Even with one year of counseling in how to manage their disease, the patients fared no better than if they learned the basics of heart health from simple tip sheets.
“Like any chronic illness, heart failure logically needs the collaboration of a health care provider to prescribe therapy and a patient to implement that therapy,” said Lynda Powell, PhD, professor and chair of preventive medicine at Rush University Medical Center. Powell was principal investigator of the study, and Dr. James Calvin, chief of cardiology at Rush, a co-principal investigator. “To encourage patients’ involvement in their care, we thought that education supplemented by training in self-management skills would help patients actually do what the medical literature prescribes. But our study showed that adding this training made no difference.”
Overall, the counseling had no added value. But the data showed that for half of the patients—those falling in the lower income bracket—counseling may have had some benefit.
A total of 902 patients diagnosed with mild to moderate heart failure with reduced or preserved systolic function (contraction of the heart) were enrolled in the study between 2001 and 2004 and followed for up to two to three years.

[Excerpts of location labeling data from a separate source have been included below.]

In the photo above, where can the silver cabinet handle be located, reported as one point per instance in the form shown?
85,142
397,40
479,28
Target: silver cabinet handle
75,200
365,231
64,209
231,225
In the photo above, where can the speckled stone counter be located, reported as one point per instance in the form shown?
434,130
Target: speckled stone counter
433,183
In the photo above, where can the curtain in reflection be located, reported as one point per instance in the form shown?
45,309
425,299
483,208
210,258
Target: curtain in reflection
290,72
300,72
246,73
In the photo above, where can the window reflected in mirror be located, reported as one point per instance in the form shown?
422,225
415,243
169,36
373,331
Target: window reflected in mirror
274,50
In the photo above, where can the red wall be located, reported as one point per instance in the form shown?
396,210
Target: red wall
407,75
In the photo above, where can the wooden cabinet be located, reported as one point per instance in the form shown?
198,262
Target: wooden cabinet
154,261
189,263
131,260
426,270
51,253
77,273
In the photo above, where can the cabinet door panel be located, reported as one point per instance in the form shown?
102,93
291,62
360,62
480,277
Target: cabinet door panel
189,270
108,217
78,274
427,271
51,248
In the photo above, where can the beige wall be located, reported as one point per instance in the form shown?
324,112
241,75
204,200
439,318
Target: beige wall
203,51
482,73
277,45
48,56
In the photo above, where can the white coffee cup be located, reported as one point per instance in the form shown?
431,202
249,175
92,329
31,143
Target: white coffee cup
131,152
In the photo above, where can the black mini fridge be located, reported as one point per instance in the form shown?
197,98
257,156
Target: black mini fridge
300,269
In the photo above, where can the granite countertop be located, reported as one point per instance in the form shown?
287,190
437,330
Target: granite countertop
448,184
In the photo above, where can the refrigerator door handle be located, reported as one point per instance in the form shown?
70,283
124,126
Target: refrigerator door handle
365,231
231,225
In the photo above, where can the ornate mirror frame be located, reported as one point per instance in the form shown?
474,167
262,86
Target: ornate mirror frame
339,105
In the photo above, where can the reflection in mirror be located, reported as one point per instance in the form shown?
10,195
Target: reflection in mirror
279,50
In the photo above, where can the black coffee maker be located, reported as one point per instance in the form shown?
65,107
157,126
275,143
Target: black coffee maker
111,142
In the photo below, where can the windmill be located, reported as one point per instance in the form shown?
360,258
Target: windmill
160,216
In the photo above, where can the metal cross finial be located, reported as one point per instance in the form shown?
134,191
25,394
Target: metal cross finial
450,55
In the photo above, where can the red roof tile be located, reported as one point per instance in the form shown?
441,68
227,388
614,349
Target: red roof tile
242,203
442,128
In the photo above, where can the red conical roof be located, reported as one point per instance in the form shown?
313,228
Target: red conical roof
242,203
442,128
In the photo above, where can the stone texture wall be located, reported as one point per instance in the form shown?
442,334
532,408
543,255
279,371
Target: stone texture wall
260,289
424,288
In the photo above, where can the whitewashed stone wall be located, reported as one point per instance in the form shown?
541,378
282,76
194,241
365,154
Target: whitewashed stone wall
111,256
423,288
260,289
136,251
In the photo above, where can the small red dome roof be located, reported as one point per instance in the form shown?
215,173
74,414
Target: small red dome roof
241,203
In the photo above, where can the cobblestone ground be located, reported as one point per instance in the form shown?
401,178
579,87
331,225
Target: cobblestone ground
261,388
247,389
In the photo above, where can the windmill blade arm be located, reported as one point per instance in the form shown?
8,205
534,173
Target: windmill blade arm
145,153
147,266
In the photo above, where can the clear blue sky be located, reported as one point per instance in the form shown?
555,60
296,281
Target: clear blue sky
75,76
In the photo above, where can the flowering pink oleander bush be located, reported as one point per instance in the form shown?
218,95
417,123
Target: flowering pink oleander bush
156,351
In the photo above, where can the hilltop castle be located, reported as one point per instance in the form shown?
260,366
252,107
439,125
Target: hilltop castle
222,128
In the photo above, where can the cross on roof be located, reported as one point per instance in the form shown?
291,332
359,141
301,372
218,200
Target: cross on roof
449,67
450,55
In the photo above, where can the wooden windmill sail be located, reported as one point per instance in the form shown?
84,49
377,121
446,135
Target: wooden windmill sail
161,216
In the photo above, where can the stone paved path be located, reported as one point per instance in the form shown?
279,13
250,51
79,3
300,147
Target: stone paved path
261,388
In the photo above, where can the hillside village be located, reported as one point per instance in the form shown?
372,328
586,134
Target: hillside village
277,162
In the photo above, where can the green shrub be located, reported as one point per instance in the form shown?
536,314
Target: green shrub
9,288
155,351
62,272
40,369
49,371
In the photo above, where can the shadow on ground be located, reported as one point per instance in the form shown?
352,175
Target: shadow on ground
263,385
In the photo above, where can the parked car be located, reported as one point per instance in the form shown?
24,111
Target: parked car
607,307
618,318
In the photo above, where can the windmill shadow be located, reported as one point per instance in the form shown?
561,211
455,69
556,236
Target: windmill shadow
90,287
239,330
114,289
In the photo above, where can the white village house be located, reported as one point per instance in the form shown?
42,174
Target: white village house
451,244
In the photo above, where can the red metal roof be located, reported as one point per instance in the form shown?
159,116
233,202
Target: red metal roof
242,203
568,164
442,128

The patients were divided into two groups. One group received by mail tip sheets on heart failure management designed for patients by the American Heart Association. The other group received, in addition, training on how to achieve the guidance laid out in the tip sheets about restricting salt, adhering to medication regimens, controlling weight, engaging in moderate physical activity and managing stress. The group training sessions covered such things as self-monitoring and relaxation strategies, as well as eliciting support from family and friends and restructuring their home and work environments—e.g., removing high-sodium canned goods from the home. The sessions involved a problem-solving format that engaged participants in finding their own solutions.
At the start of the study, the average age of participants was 64, about 47 percent female, 40 percent minority and 23 percent with preserved systolic function—representing the kinds of patients typically seen in the clinical setting.

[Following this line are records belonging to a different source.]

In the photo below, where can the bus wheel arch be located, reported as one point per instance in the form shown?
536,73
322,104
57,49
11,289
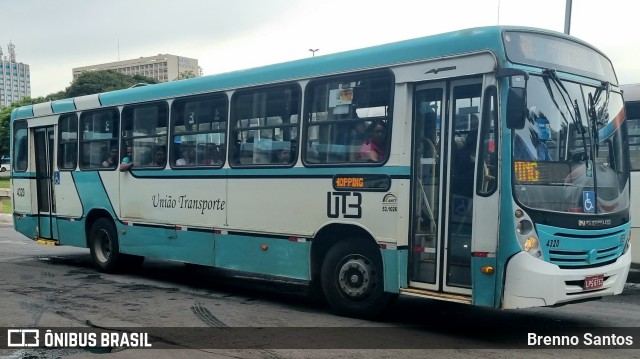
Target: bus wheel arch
104,245
347,267
101,231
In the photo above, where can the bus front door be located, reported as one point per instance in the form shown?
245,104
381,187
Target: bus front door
45,181
445,132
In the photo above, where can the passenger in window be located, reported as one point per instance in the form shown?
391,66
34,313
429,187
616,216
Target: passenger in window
127,160
355,138
159,159
375,147
282,156
112,161
188,156
211,156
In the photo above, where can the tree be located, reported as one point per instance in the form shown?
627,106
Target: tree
92,82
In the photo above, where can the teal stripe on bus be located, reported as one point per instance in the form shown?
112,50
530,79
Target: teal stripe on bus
302,172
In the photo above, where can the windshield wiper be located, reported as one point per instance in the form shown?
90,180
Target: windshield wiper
572,106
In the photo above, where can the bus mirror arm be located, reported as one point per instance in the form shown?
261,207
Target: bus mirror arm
517,96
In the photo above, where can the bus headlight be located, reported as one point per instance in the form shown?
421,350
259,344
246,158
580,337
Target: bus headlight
524,227
530,243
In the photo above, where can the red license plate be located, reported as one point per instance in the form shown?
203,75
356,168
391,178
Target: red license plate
593,282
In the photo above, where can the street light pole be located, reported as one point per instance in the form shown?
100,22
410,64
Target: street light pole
567,17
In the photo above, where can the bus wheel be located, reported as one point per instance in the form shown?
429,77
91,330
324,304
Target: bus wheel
352,280
104,247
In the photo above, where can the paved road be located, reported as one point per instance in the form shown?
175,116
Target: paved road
58,287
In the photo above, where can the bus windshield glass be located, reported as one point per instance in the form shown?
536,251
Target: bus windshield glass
557,53
565,160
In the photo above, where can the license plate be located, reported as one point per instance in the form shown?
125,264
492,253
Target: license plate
593,282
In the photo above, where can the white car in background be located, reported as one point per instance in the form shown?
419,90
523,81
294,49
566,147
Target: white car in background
5,165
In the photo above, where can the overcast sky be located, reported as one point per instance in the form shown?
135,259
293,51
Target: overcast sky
53,37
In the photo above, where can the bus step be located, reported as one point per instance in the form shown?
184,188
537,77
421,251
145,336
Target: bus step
47,242
436,295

Participants were taking an average of 6.8 medications, and 37 percent did not adhere to at least 80 percent of their prescribed heart failure medications. Median sodium intake was 3,338 mg/day, well over the 2,000 mg/day recommended for heart failure patients. Major depressive symptoms were evident in 29 percent of the participants.
The researchers found that in terms of time to death or hospitalization due to heart failure problems, the group that received counseling in self-management did no better than the group that received only the educational tip sheets. During approximately 2.6 years of follow-up, there were 163 events (40.1 percent) in the self-management group and 171 (41.2 percent) in the education group.
However, the researchers found indication of benefit from counseling in self-management for those with an income of less than $30,000.
“Our results suggest that self-management counseling may be useful for this important group of the population. They may need special help whether because of poor health habits, poor health literacy, or limited health insurance,” Calvin said. “But we need to study this issue further to determine whether our results hold up.”
“If the results do hold up,” Powell added, “they would suggest that outpatient management of heart failure should be tailored to the economic resources of the patient. The current standard of care does not feature such tailoring and may account for the large disparities in heart failure hospitalization we currently see among disadvantages subgroups.”